(M)Ein Jahr beim FC Bayern München: Im großen Interview mit der „Krone“ spricht Sportdirektor Christoph Freund über den Einfluss von Uli Hoeneß, die Arbeit mit Max Eberl, die Chancen von ÖFB-Nationalspieler Konrad Laimer und Fragen nach Tickets für ein Bayern-Spiel.
„Krone“: Herr Freund, Sie sind seit einem Jahr als Sportdirektor des FC Bayern tätig. Wie haben Sie die vergangenen zwölf Monate erlebt?
Christoph Freund: Es war ein sehr erfahrungsreiches und schönes erstes Jahr. Im Nachhinein verging es sehr, sehr schnell, weil viel passiert ist. Gerade anfangs war es doch eine Umstellung, da ich ja lange in Salzburg war. Alles war neu, aber die Monate sind dann einfach so verflogen und es wurde nie langweilig bei uns (lacht).

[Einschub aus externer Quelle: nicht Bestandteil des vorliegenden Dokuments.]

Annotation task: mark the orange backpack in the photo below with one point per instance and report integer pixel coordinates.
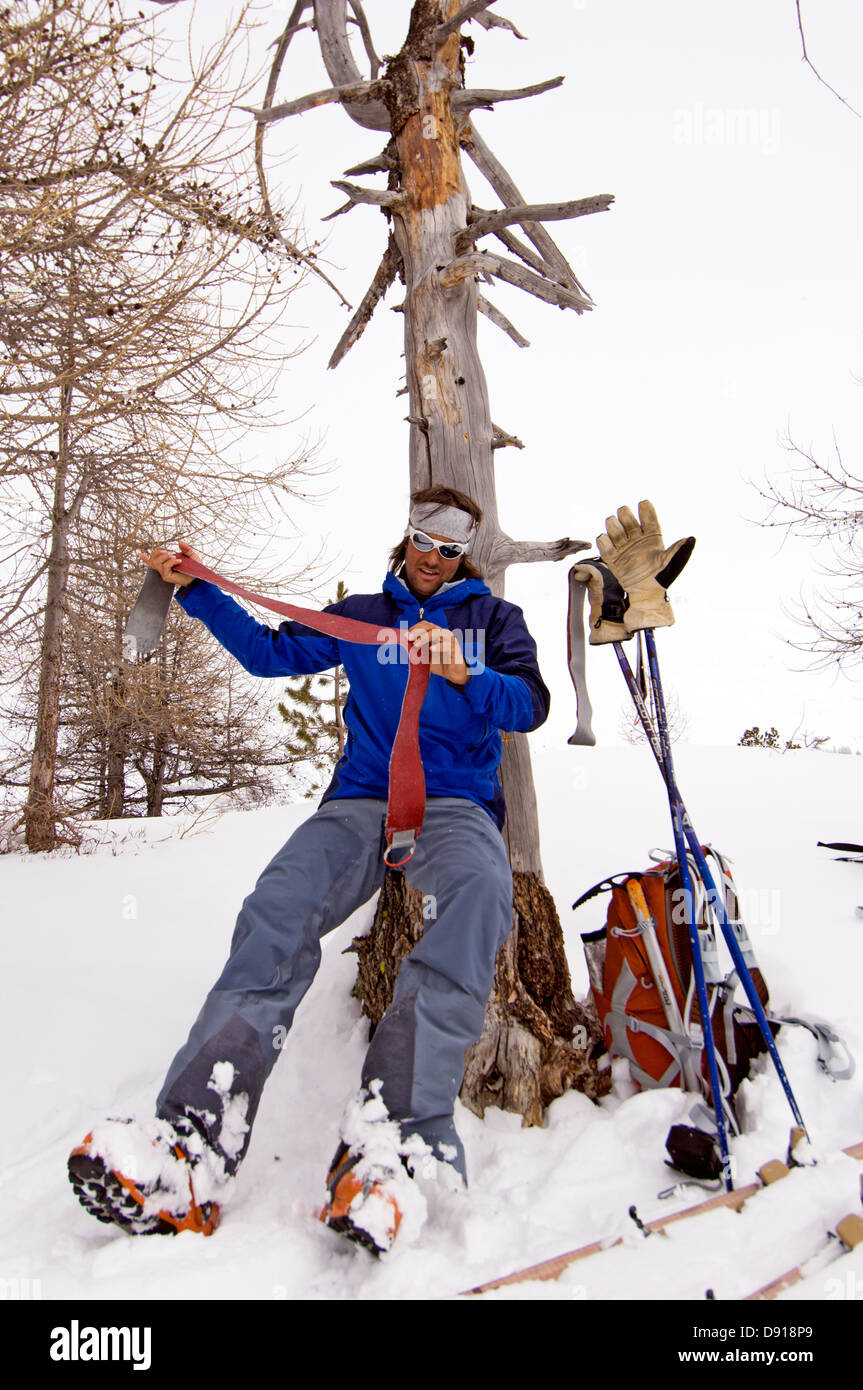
(662, 1040)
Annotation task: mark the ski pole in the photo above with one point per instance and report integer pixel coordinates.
(709, 884)
(678, 816)
(660, 975)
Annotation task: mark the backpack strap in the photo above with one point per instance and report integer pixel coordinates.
(834, 1055)
(576, 655)
(619, 1022)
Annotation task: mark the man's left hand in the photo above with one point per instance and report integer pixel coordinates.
(441, 649)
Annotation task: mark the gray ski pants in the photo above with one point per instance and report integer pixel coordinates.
(330, 868)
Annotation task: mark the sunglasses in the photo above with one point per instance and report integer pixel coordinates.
(448, 549)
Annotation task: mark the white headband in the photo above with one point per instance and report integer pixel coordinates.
(450, 521)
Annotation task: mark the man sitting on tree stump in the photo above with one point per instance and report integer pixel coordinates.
(174, 1173)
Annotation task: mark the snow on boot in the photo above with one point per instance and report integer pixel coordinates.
(371, 1194)
(149, 1179)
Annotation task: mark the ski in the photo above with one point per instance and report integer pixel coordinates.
(546, 1269)
(845, 1236)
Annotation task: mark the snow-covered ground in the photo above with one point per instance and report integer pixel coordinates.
(107, 957)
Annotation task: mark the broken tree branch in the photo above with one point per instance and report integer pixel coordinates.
(331, 24)
(531, 213)
(384, 277)
(367, 42)
(482, 263)
(352, 92)
(530, 552)
(378, 196)
(528, 256)
(500, 438)
(381, 163)
(281, 49)
(500, 321)
(810, 64)
(496, 21)
(510, 195)
(457, 20)
(471, 97)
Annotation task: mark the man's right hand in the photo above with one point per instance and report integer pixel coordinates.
(164, 562)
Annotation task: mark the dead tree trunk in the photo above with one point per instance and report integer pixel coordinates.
(537, 1040)
(39, 812)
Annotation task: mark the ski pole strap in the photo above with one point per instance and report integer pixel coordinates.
(406, 799)
(576, 655)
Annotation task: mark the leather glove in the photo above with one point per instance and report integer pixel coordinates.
(607, 602)
(634, 551)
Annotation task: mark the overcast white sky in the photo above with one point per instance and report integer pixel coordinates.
(728, 313)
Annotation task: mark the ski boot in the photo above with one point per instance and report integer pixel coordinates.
(363, 1201)
(143, 1178)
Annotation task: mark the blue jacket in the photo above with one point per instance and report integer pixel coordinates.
(459, 726)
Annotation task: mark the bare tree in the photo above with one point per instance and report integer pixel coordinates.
(139, 288)
(437, 245)
(823, 502)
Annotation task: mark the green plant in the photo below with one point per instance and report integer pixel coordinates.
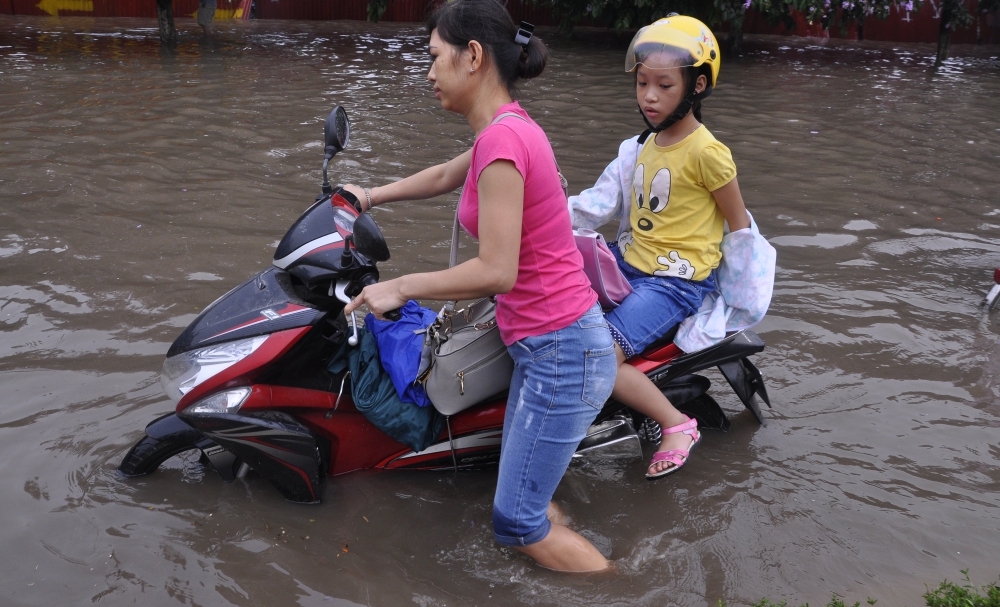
(950, 594)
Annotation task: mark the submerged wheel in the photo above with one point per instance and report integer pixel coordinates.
(165, 437)
(146, 455)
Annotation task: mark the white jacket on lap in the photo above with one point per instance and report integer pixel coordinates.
(744, 278)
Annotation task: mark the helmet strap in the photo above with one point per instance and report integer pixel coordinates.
(682, 110)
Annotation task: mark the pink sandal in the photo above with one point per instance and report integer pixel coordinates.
(677, 457)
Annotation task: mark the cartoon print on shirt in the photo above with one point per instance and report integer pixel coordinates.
(625, 241)
(659, 190)
(675, 266)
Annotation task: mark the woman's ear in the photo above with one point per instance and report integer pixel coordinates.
(701, 83)
(476, 54)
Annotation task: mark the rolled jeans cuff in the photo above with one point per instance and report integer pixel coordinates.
(525, 540)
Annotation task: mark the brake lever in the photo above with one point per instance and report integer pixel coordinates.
(393, 315)
(342, 296)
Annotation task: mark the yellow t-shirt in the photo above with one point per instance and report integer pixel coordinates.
(676, 225)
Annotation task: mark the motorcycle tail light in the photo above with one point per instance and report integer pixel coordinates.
(182, 373)
(221, 402)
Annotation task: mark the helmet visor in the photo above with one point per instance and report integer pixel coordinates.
(660, 48)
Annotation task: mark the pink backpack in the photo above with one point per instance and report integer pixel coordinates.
(601, 268)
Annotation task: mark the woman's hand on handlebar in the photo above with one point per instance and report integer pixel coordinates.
(358, 193)
(380, 298)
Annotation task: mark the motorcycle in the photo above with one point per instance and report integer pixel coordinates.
(252, 390)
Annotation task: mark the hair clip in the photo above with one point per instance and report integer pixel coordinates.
(524, 34)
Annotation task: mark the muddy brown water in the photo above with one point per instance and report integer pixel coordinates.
(137, 186)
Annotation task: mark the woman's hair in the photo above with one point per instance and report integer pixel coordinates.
(487, 21)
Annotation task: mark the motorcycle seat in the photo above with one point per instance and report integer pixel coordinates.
(667, 339)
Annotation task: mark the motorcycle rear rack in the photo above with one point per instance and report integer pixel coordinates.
(731, 356)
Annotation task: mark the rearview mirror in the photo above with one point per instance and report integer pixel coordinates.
(336, 131)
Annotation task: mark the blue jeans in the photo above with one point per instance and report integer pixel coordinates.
(656, 304)
(561, 381)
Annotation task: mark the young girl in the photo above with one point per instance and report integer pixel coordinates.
(675, 186)
(546, 311)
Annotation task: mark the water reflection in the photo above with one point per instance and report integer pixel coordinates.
(137, 186)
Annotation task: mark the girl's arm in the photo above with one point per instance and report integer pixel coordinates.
(494, 270)
(437, 180)
(730, 202)
(604, 202)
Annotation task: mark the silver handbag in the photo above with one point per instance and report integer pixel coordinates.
(469, 362)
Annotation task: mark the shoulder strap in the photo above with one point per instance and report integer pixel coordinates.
(562, 178)
(506, 114)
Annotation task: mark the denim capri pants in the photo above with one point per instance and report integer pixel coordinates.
(654, 306)
(561, 381)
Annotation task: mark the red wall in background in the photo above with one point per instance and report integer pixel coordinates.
(921, 26)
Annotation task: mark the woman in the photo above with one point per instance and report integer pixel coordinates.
(546, 311)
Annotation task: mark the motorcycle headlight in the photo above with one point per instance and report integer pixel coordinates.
(182, 373)
(221, 402)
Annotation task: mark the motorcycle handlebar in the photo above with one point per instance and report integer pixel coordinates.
(370, 279)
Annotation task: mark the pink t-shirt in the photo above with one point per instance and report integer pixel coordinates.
(551, 291)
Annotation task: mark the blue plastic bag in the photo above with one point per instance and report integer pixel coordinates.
(399, 345)
(375, 396)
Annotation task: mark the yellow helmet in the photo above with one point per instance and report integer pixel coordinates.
(674, 41)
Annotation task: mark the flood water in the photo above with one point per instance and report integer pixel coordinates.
(137, 186)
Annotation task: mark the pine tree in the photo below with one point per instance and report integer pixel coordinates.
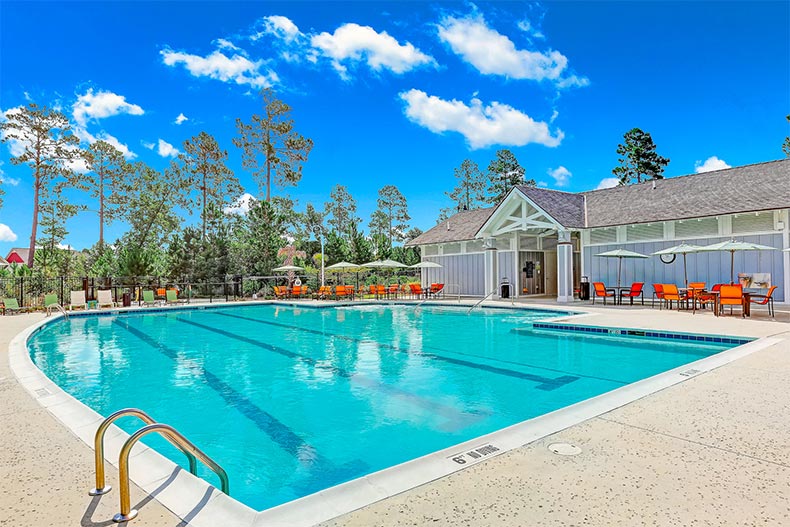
(639, 160)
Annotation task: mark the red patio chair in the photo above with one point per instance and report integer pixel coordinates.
(599, 289)
(635, 291)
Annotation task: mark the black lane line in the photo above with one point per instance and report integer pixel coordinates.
(458, 417)
(543, 383)
(270, 425)
(323, 473)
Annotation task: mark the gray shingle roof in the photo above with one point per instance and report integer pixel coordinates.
(463, 226)
(565, 207)
(749, 188)
(764, 186)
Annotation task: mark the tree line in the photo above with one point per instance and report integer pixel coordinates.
(152, 202)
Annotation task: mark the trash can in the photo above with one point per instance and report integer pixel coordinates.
(584, 289)
(504, 287)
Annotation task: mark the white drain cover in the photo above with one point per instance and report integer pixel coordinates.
(565, 449)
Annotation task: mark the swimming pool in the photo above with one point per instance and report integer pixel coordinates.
(292, 400)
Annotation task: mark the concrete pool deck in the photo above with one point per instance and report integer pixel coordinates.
(713, 450)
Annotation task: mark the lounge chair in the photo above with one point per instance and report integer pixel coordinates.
(323, 292)
(658, 294)
(436, 290)
(634, 292)
(341, 291)
(10, 305)
(171, 297)
(765, 299)
(731, 295)
(280, 291)
(671, 294)
(104, 298)
(78, 300)
(600, 290)
(706, 297)
(417, 290)
(148, 298)
(393, 290)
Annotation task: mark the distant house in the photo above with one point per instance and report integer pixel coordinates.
(543, 241)
(18, 255)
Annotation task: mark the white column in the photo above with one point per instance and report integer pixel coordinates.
(491, 267)
(786, 256)
(564, 267)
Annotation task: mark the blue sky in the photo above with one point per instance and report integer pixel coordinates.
(402, 92)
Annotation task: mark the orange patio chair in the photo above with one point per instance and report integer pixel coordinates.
(765, 299)
(393, 290)
(658, 294)
(280, 291)
(704, 298)
(436, 290)
(340, 292)
(323, 292)
(731, 295)
(671, 294)
(634, 292)
(599, 289)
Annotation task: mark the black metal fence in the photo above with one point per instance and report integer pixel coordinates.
(30, 290)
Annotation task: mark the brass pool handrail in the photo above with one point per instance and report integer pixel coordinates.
(175, 437)
(98, 447)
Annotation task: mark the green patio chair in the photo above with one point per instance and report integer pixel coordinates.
(172, 297)
(148, 298)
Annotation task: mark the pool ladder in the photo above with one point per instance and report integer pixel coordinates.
(172, 435)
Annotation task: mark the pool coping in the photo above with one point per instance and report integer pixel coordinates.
(152, 471)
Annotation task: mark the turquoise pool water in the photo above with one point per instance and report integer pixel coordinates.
(293, 400)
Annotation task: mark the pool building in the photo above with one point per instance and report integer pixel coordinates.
(544, 241)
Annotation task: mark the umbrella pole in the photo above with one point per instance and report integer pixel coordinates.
(732, 267)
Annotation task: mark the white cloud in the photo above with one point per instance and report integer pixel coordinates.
(16, 147)
(482, 126)
(710, 164)
(493, 53)
(355, 43)
(227, 44)
(217, 65)
(608, 183)
(242, 205)
(86, 137)
(278, 26)
(561, 176)
(6, 234)
(165, 149)
(527, 27)
(94, 106)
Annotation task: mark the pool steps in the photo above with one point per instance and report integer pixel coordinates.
(172, 435)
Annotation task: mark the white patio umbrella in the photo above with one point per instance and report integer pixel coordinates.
(684, 248)
(287, 268)
(620, 254)
(731, 246)
(343, 266)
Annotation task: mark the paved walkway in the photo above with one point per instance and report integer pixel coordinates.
(714, 450)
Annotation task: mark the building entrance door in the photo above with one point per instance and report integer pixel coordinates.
(551, 273)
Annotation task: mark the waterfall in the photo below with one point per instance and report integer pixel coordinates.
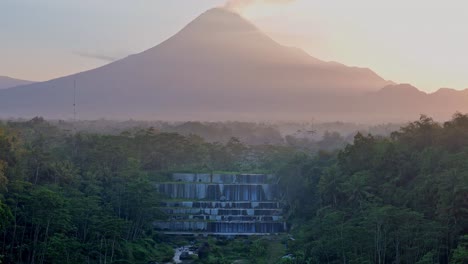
(221, 204)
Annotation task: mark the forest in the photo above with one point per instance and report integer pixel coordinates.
(69, 196)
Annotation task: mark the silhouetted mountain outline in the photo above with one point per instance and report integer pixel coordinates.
(220, 66)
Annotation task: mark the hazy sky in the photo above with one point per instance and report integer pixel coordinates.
(423, 42)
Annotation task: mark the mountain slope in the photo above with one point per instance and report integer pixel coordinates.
(220, 66)
(7, 82)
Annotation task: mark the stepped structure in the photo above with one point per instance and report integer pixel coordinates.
(221, 204)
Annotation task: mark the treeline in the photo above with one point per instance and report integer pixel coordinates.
(397, 199)
(84, 197)
(91, 198)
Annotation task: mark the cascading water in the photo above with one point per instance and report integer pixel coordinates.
(221, 204)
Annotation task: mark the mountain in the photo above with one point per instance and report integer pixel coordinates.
(220, 66)
(7, 82)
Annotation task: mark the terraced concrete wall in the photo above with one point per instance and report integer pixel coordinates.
(225, 204)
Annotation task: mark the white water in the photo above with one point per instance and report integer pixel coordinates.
(178, 253)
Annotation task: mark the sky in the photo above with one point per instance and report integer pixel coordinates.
(422, 42)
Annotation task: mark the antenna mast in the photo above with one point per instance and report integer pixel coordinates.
(74, 101)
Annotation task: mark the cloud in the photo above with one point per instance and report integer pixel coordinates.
(239, 5)
(97, 56)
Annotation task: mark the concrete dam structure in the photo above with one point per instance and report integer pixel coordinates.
(221, 204)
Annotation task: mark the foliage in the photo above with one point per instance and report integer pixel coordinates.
(402, 199)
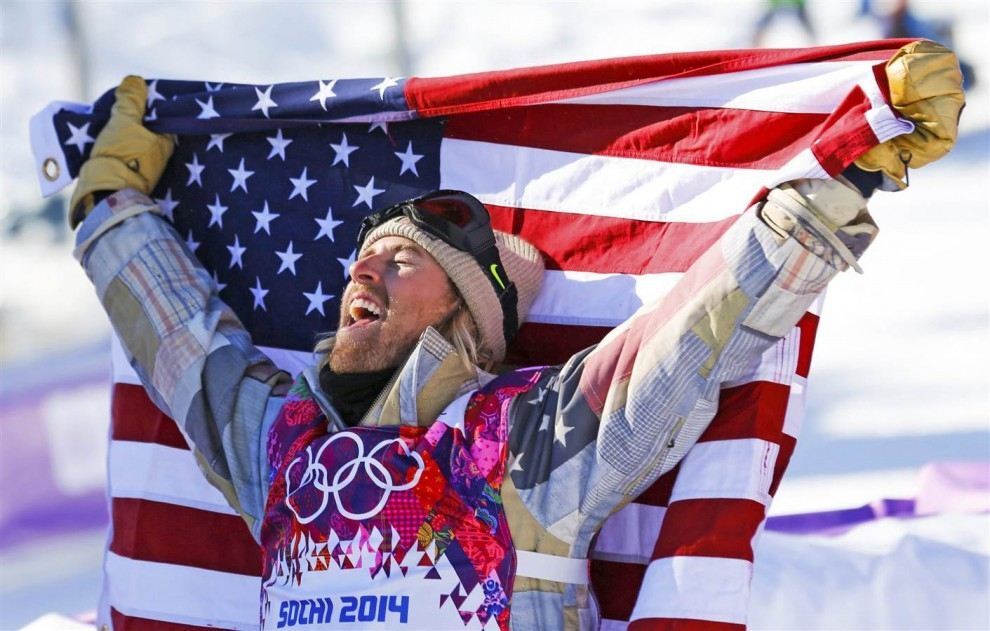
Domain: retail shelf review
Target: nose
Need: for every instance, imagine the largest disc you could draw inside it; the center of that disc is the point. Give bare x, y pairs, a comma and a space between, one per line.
366, 270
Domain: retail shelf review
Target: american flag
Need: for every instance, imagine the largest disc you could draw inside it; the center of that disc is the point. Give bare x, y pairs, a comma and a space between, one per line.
621, 171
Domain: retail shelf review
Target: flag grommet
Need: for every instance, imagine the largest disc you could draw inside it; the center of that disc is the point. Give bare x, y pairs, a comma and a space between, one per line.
50, 169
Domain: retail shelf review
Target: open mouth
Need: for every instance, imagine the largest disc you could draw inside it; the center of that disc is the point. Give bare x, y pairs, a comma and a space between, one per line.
362, 312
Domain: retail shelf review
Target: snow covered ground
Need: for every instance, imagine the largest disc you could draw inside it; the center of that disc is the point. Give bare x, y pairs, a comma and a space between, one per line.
899, 377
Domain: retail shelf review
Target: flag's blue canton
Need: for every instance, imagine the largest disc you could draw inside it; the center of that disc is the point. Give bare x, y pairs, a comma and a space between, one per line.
274, 214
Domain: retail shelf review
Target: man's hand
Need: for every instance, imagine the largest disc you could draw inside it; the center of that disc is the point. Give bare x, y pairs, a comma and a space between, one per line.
125, 155
926, 88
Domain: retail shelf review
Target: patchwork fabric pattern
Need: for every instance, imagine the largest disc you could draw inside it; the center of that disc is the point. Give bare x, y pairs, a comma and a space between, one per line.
405, 521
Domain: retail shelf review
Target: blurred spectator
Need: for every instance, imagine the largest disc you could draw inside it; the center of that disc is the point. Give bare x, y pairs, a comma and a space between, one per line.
901, 21
774, 8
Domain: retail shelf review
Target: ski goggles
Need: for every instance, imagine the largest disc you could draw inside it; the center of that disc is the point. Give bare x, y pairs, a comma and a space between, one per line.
462, 222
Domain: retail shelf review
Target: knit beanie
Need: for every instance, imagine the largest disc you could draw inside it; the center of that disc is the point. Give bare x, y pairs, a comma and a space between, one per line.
522, 262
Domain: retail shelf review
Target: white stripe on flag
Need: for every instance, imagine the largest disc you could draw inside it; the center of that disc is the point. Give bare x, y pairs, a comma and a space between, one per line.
159, 590
794, 416
593, 299
776, 365
630, 534
684, 587
292, 362
730, 469
628, 188
798, 88
161, 474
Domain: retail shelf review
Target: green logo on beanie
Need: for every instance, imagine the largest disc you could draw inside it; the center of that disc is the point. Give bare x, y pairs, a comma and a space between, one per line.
494, 268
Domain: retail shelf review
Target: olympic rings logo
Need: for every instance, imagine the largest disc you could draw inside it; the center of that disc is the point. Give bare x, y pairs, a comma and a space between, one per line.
316, 474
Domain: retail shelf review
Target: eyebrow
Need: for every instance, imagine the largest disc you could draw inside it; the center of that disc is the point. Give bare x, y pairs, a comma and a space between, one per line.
406, 247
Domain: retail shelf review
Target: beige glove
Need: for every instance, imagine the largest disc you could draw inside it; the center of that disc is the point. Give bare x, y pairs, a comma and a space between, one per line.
125, 155
828, 217
926, 88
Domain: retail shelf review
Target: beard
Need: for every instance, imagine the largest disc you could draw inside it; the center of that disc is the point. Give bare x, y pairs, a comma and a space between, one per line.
371, 350
381, 344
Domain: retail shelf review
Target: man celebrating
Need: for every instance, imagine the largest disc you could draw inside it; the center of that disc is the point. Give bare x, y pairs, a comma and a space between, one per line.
398, 482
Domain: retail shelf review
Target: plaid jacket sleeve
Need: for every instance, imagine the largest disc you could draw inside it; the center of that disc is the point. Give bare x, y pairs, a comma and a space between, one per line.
190, 351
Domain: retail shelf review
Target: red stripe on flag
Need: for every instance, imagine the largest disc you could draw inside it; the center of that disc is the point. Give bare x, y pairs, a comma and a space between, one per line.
809, 330
621, 582
444, 96
593, 243
700, 136
847, 134
752, 410
136, 418
548, 344
682, 624
709, 528
122, 622
658, 494
179, 535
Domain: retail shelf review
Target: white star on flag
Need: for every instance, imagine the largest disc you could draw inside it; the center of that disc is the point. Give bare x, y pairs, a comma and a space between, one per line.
263, 219
195, 171
367, 193
316, 299
240, 176
259, 294
325, 92
236, 252
300, 185
385, 84
516, 463
278, 144
409, 160
347, 263
264, 101
191, 243
216, 140
560, 432
544, 423
167, 204
216, 281
327, 225
216, 213
343, 151
207, 109
289, 259
80, 137
153, 93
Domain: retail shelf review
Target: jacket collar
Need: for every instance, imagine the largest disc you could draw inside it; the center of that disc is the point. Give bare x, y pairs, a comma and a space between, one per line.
431, 377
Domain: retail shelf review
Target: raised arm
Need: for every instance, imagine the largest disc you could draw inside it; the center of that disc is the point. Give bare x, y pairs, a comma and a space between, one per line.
190, 351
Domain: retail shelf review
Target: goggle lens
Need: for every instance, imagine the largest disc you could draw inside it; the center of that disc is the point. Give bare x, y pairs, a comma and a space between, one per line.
448, 209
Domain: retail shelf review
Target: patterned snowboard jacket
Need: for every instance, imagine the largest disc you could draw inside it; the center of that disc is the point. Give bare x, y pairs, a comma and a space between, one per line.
583, 438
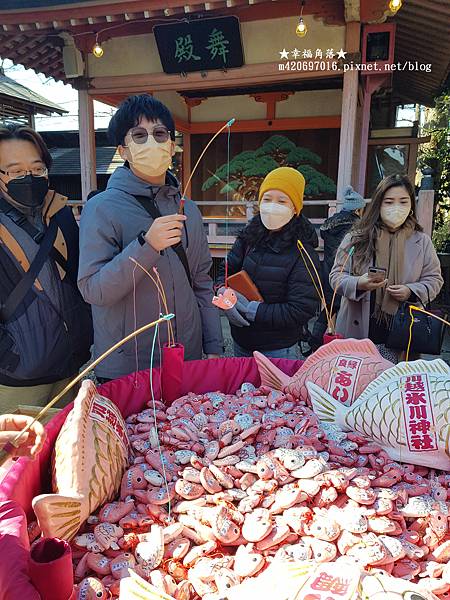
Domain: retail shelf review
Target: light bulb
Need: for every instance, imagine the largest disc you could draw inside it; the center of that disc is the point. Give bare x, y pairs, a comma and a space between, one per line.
97, 50
395, 5
301, 29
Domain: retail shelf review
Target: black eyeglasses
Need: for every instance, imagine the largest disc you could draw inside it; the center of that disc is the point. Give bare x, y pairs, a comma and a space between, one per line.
21, 173
139, 135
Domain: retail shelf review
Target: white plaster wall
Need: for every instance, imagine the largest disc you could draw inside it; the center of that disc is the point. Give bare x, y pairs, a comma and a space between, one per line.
262, 42
311, 104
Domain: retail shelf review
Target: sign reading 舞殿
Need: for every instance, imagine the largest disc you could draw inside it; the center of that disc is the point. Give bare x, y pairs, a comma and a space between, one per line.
202, 45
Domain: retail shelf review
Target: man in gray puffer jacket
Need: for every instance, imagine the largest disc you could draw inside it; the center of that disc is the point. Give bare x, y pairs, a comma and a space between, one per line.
116, 227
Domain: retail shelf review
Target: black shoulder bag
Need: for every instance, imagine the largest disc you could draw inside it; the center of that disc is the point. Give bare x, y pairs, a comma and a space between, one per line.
18, 294
427, 332
152, 209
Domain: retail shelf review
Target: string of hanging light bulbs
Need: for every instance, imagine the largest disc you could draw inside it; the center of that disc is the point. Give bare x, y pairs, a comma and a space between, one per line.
301, 30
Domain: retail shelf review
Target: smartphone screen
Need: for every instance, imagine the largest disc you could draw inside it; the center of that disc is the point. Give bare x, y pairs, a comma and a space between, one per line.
377, 274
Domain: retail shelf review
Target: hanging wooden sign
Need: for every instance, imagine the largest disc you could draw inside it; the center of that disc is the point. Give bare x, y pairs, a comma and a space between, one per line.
202, 45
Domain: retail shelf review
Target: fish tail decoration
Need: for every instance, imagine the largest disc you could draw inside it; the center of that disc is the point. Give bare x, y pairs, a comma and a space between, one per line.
326, 407
63, 513
136, 588
270, 375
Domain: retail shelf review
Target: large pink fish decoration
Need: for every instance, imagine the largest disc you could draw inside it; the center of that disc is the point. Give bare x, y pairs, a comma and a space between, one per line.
90, 456
343, 368
405, 411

Auf der anderen Seite ist daher auch dieses Gefühl, dass ich jetzt schon wieder lange aus Salzburg weg bin.
Sie sind auch hin und wieder in der Red Bull Arena zu Gast?
Im ersten halben Jahr war ich ganz bewusst nicht im Stadion, um Abstand zu gewinnen. Im Frühjahr war ich schon das eine oder andere Mal dabei, auch am Dienstag gegen Dynamo Kiew. Ich bin immer noch in Kontakt mit den Verantwortlichen. Wir haben so lange zusammengearbeitet, da entwickeln sich Freundschaften. Und natürlich schlägt mein Herz auch weiter für Salzburg. Ich verfolge das Geschehen, drücke die Daumen und fiebere mit.
Was hat Sie in Ihrer Funktion bei den Bayern überrascht?
So viele Sachen gab es da gar nicht, weil ich vorab versucht habe, mich darauf einzustellen. Es ist aber alles noch einmal viel größer. Da kann man nicht so in Ruhe arbeiten. Jeder Punkt und jedes Komma wird kommentiert. Es ist viel schwieriger, in München Dinge im Hintergrund abzuwickeln. Wir stehen täglich in den Schlagzeilen, es wird permanent berichtet. Die Bayern polarisieren, es ist einer der größten Vereine der Welt – das ist schon cool. Für mich ist es schön, dass ich in so einem Umfeld arbeiten darf, auch wenn es nicht immer einfach ist. Was die Kabine oder die Arbeit mit dem Trainer betrifft, war es keine große Umstellung – am Ende geht es um Fußball.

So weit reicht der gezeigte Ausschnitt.